Since we know that his rate when riding a bicycle was 10 miles per hour faster than his rate walking, his rate when riding a bicycle would be "x+10" miles per hour.
The time it takes for the man to ride a bicycle for 12 miles can be calculated using the formula: time = distance / rate.
So, the time taken for the bicycle ride is 12 / (x+10).
Similarly, the time taken for the hike of 8 miles can be calculated as 8 / x.
We are given that the total time for the trip was 5 hours. So, we can set up the equation:
12 / (x+10) + 8 / x = 5
To solve this equation, we can start by clearing the fractions by multiplying throughout by the common denominator, which is x(x+10):
12x + 8(x+10) = 5x(x+10)
Now, simplify the equation:
12x + 8x + 80 = 5x^2 + 50x
Combine like terms:
20x + 80 = 5x^2 + 50x
Rearrange the equation to set it equal to zero:
5x^2 + 50x - 20x - 80 = 0
Combine like terms:
5x^2 + 30x - 80 = 0
This is now a quadratic equation in the form ax^2 + bx + c = 0, where a = 5, b = 30, and c = -80.
To solve the quadratic equation, we can either factor or use the quadratic formula.
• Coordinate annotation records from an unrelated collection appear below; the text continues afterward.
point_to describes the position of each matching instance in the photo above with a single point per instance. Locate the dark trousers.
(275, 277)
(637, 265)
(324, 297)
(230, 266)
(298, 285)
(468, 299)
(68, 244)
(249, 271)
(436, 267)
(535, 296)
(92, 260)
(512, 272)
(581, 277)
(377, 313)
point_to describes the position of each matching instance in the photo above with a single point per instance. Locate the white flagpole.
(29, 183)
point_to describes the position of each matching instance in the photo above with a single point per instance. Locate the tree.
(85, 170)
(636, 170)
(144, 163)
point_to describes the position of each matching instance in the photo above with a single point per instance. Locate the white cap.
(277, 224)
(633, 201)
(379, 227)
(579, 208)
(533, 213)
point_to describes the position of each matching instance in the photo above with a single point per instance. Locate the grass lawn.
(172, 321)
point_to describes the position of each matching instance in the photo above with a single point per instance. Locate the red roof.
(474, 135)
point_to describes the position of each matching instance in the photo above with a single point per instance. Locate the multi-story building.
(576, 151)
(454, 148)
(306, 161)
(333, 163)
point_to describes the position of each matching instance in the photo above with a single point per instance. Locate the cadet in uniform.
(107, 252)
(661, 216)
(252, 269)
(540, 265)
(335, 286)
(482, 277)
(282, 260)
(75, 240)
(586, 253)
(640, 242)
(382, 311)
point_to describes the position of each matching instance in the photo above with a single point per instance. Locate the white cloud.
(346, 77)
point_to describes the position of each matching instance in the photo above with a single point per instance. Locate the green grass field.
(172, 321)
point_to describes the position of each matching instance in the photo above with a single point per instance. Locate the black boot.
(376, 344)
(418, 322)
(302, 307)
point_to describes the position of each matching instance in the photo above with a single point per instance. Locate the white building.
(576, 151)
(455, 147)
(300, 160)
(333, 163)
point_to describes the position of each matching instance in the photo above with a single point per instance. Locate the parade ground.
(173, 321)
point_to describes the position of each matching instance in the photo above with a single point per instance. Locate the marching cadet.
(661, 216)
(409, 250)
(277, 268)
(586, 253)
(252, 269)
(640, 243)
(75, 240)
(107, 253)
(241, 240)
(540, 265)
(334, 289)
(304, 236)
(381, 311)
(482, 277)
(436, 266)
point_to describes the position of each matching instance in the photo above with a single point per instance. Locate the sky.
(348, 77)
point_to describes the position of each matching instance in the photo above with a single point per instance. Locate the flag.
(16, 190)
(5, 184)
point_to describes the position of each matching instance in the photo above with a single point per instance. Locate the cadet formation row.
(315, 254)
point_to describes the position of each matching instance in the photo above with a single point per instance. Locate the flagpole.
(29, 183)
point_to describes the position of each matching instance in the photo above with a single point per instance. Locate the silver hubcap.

In this case, factoring is not straightforward, so let's use the quadratic formula:
x = (-b ± √(b^2 - 4ac)) / (2a)
Plugging in the values:
x = (-30 ± √(30^2 - 4 * 5 * -80)) / (2 * 5)
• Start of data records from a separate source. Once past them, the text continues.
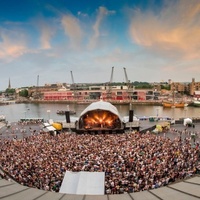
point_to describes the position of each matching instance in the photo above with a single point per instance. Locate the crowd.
(132, 162)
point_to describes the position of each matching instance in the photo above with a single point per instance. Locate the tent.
(187, 121)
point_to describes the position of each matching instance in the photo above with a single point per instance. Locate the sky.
(42, 41)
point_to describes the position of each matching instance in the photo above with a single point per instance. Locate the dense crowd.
(132, 162)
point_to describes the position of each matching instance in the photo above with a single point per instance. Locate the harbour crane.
(109, 89)
(129, 86)
(73, 86)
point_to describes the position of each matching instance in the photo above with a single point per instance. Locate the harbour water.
(14, 112)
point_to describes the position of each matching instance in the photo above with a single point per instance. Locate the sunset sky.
(155, 40)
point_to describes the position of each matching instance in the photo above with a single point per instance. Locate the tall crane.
(37, 89)
(73, 86)
(129, 86)
(109, 89)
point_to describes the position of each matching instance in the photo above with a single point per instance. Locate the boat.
(174, 104)
(62, 112)
(196, 103)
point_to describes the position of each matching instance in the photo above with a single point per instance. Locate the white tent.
(86, 183)
(187, 121)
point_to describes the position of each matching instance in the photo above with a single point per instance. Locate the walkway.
(186, 190)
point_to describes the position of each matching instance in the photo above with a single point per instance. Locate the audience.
(132, 162)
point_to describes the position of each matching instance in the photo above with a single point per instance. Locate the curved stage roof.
(101, 105)
(100, 116)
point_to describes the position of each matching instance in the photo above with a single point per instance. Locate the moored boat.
(174, 104)
(196, 103)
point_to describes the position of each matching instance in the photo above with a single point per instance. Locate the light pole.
(157, 109)
(185, 111)
(48, 111)
(25, 114)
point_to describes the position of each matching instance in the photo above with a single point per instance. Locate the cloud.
(174, 32)
(12, 44)
(72, 30)
(47, 33)
(102, 12)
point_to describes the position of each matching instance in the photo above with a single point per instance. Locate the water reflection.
(14, 112)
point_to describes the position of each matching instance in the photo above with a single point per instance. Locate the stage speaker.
(130, 115)
(67, 116)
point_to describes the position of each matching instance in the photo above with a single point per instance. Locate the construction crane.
(37, 89)
(129, 86)
(109, 89)
(73, 86)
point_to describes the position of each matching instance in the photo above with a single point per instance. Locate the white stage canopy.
(88, 183)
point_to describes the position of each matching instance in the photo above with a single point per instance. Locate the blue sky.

Calculating the discriminant:
x = (-30 ± √(900 + 1600)) / 10
x = (-30 ± √2500) / 10
Now, let's simplify further:
x = (-30 ± 50) / 10
We have two solutions:
x1 = (-30 + 50) / 10 = 20 / 10 = 2
x2 = (-30 - 50) / 10 = -80 / 10 = -8
Since rates cannot be negative, the solution x2 = -8 can be disregarded.
Therefore, the man's rate walking (x) is 2 miles per hour, and his rate riding a bicycle (x + 10) is 2 + 10 = 12 miles per hour.